Johan shifted uncomfortably as Champion stared at the fluid suspended in the syringe. “Can… can we go back to interrogating me? This is starting to sound… y-you don’t have a coat of human skins do you?”


“Something on this planet is working against us, Mr. Asdourian. And we are so very close to mastering it anyway. I’m about to give your corporate overlords a taste of how close.” She approached with the syringe, knelt bringing it into full view. “You’re going to die here, Mr. Asdourian. What’s in this syringe is going to kill you.”


His heart pounded in his chest, his mouth dried. Whatever the captain’s plan, it wasn’t worth this. Surely the crew had to know by now. One way or another, surely they had the information they needed. “Okay… okay, you win.” He breathed. “I’ll talk.”


“I no longer care, sweetie. In fact, I never did.” Champion cooed. She then proceeded to inject the fluid into her own arm. Johan raised his eyebrows in surprise, but withheld his sigh of relief for the moment.


“He has no idea.” The monitor declared.


“Good.” Champion replied. “If it’s any consolation, we were going to run this test on all of you eventually, but…when opportunity knocks and all that.” She stood again. “I’m ready. Bring it.”

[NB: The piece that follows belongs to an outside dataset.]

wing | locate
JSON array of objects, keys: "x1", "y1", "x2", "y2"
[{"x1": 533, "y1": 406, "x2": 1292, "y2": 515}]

The monitor stood from his station and disappeared through the doorway of the tiny storeroom-turned-makeshift holding cell. He returned in short order, guiding a hoverlift topped with some sort of box container. He left it near the far wall only to return with a second identical container. Each box was no more than six feet wide or across and at least four feet in height. Their surfaces were black and glossy, suggesting they were made from something other than metal.


“Leave.” Champion commanded. “I don’t want a false positive.”


“But… what if somethings happens?” the monitor protested. She flashed a pistol beneath her tunic. “Nothing will happen that I can’t handle.” she assured. He departed, albeit reluctantly. As soon as the door sealed behind him, Champion stepped to one of the containers and keyed a control interface on the top-most surface. The glossy black material slipped to a transparent quality; revealing the alien beast contained within.


It was a slimy green, six-legged affair. A prehensile tail, tipped with some sort of articulated claw, whipped to and fro in protest of the creature’s captivity. Of course, what concerned Johan was the wide mouth of needle-like teeth.


Champion stepped to the next container, revealing a squat furry animal. It was black in color save for some bronze trimming. Its ears were long, slender things that constantly extended and rotated as it probed its surroundings. The eyes were wide and red with pinprick pupils. Johan could not help but feel the animal was somewhat incongruous if Champion meant this as a threat display.


Were it not for the staring, unblinking red eyes and a tremulous disposition that gave it the vague affect of an addict in withdrawal, he might have described the animal as ‘cute’.


“As I was saying, it’s like a language… the chemical signature, I mean.” Champion rejoined, observing the creature behind their transparent confines. “No, that’s not right… it’s…” she sighed as she searched for the words. “We have sentence structure and vocabulary to convey meaning, and we all understand what someone means if we all speak the same language; but there can be a thousand, thousand different ways to convey one meaning. We can know what someone means when we review their words, but we cannot know what words someone will use to convey a particular meaning -at least not with absolute certainty. Am I making sense?”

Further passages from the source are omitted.